RFC 3711, "The Secure Real-time Transport Protocol (SRTP)", March 2004Source of RFC: avt (rai)
Errata ID: 3712
Status: Held for Document Update
Publication Format(s) : TEXT
Reported By: Christian S Oien
Date Reported: 2013-08-27
Held for Document Update by: Richard Barnes
Date Held: 2014-02-15
Section 4.3.2 says:
Replace the SRTP index by the 32-bit quantity: 0 || SRTCP index (i.e., excluding the E-bit, replacing it with a fixed 0-bit), and use <label> = 0x03 for the SRTCP encryption key, <label> = 0x04 for the SRTCP authentication key, and, <label> = 0x05 for the SRTCP salting key.
It should say:
Replace the SRTP index by the 48-bit quantity: 000...0 || 0 || SRTCP index (i.e., excluding the E-bit, replacing it with a fixed 0-bit and padding the result so that it becomes 48 bits wide to match the size of the SRTP index). Since this quantity and the SRTP index are both 48 bits wide, the labels are all located in the same octet in the IV. The labels for the derivations of the SRTCP keys are as follows: <label> = 0x03 for the SRTCP encryption key, <label> = 0x04 for the SRTCP authentication key, and, <label> = 0x05 for the SRTCP salting key.

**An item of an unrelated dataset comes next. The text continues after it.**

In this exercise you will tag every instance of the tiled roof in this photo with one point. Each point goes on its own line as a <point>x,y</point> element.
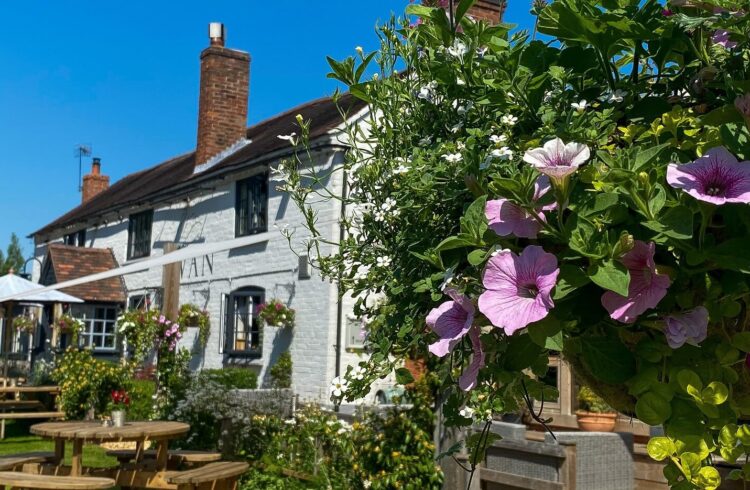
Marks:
<point>139,187</point>
<point>66,262</point>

Replacing with a 32-bit quantity means that the DIV operator will
yield a 32-bit quantity. Following the specification of key_id for SRTCP
the <label> will have 32 bits to its right when XOR'ing with master_salt.
The majority of implementations, including libsrtp, invokes this XOR with the
<label> at the same position as for SRTP. According to the specification
this should be done 16 bits to the right of this, when invoking for SRTCP.